ICE Cracking Down on "Loco" Local Latino Gangs

    Georgia is home to a large Hispanic population. Unfortunately, various Latino gangs also consider Georgia to be part of their turf, including gangs such as "Mara Salvatrucha,"  or "MS-13," "Norteno," the "West Side Locos" and the "Vatos Locos."  Mexicans, Guatemalans, Hondurans and Salvadorans all have gangs within the state.
    According to the Atlanta Journal and Constitution, the U.S. Bureau of Immigration and Customs Enforcement (ICE) concluded a nationwide operation, operation "Community Shield," involving federal, state and local authorities, last Saturday. Community Shield has rounded up a total of 8,900 Latino gang members from more than 700 gangs since 2005. 122 gang members were arrested in Georgia, including in metro Atlanta, Savannah, Albany and Dalton.

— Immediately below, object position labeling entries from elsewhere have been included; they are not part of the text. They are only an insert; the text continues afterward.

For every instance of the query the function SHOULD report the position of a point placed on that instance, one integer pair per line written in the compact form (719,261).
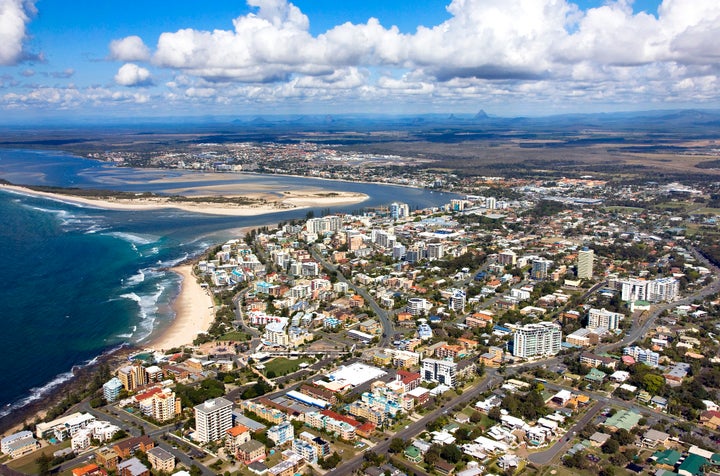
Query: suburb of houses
(509,332)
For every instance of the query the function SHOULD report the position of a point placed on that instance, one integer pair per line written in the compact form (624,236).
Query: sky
(218,57)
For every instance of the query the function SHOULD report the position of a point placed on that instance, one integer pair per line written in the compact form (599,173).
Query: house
(444,468)
(235,437)
(594,360)
(692,465)
(132,467)
(250,451)
(598,439)
(89,470)
(161,460)
(107,458)
(595,375)
(413,454)
(653,437)
(127,448)
(492,358)
(624,419)
(508,461)
(710,419)
(666,459)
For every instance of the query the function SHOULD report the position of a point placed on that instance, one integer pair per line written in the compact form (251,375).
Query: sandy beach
(265,202)
(194,313)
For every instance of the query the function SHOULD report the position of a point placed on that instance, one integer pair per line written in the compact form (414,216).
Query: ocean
(78,281)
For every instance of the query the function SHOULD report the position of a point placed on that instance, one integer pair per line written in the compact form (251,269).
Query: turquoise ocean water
(78,281)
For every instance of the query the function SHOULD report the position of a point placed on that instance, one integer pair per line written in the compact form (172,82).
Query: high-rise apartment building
(212,419)
(604,319)
(535,340)
(586,257)
(540,268)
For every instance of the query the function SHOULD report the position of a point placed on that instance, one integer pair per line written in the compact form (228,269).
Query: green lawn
(283,366)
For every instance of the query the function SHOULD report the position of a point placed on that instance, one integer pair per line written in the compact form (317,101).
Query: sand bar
(266,203)
(194,313)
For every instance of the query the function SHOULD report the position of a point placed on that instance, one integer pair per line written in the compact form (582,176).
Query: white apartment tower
(212,419)
(586,257)
(535,340)
(604,319)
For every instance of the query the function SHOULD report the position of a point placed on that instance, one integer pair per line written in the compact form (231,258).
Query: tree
(331,461)
(397,445)
(44,461)
(432,455)
(476,417)
(623,437)
(451,453)
(611,446)
(653,383)
(495,413)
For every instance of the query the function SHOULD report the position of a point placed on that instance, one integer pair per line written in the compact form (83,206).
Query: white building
(457,300)
(435,251)
(540,268)
(604,319)
(657,290)
(535,340)
(417,306)
(586,257)
(442,371)
(212,419)
(645,356)
(275,333)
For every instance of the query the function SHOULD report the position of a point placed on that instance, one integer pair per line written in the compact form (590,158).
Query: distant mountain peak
(481,115)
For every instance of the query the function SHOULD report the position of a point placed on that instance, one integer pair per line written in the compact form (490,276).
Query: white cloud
(131,74)
(14,17)
(130,48)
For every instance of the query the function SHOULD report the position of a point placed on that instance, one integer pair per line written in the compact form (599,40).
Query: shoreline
(289,200)
(194,313)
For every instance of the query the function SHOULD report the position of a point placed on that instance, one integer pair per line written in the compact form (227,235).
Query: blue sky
(508,57)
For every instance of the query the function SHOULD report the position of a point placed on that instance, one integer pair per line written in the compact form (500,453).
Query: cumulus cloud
(495,51)
(130,48)
(523,40)
(131,74)
(14,17)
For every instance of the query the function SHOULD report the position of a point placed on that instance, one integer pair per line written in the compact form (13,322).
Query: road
(127,421)
(636,332)
(385,321)
(545,457)
(491,379)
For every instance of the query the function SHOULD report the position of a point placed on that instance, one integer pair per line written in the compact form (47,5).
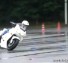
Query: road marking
(42,36)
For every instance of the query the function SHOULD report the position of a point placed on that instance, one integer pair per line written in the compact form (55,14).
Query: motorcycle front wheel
(12,45)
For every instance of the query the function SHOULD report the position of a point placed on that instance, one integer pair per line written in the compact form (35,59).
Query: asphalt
(38,47)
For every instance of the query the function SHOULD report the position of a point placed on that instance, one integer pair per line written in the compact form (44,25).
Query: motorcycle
(10,38)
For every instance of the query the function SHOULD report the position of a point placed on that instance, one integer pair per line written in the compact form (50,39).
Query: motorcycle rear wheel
(11,46)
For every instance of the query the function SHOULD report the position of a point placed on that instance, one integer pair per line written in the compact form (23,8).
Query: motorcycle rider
(18,26)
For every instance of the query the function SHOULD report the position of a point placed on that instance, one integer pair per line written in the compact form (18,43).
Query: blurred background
(35,11)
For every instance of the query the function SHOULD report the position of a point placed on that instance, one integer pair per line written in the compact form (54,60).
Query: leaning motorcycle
(11,37)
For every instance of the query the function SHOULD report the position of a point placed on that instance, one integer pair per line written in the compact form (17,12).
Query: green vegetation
(35,11)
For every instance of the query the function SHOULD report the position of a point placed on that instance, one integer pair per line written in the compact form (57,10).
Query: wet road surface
(52,46)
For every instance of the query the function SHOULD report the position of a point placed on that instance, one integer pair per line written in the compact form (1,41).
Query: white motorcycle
(11,37)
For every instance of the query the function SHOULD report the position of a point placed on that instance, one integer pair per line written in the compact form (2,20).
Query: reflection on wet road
(35,43)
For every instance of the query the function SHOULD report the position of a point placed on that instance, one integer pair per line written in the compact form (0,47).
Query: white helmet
(25,22)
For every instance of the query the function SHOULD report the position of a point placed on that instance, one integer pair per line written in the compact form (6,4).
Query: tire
(11,46)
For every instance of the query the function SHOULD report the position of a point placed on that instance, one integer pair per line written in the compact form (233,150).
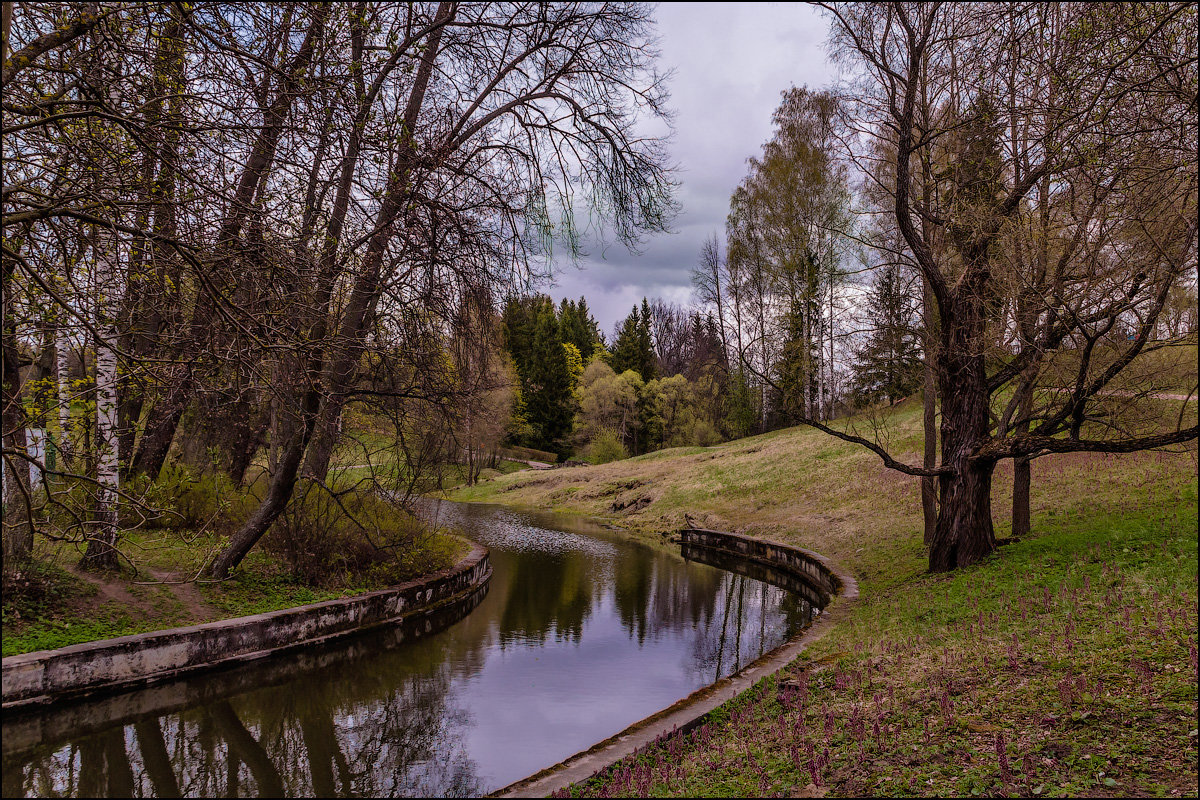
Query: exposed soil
(117,590)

Hall County Sheriff Now Extension of U.S. Immigration and Customs Enforcement

The growing anti-illegal immigration movement is showing increasing effects in Georgia, with growing consequences for illegals arrested for crimes. The Hall County Sheriff’s Department has finally implemented a new program which will allow deputies to initiate deportation proceedings against illegals in custody. Hall County deputies have undergone a Bureau of Immigration and Customs Enforcement (ICE) training course. Section 287(g) of the Illegal Immigration Reform and Immigrant Responsibility Act authorizes the secretary of the United States Department of Homeland Security , pursuant to a Memorandum of Agreement (MOA), to enter into agreements with state and local law enforcement agencies, permitting designated officers to perform immigration law enforcement functions. ICE supervises all designated officers in the exercise of immigration enforcement. State and local agencies in more than a dozen states have entered into MOAs. Hall County joins Whitfield County and Cobb County as the only areas in Georgia which have entered into the 287(g) program so far.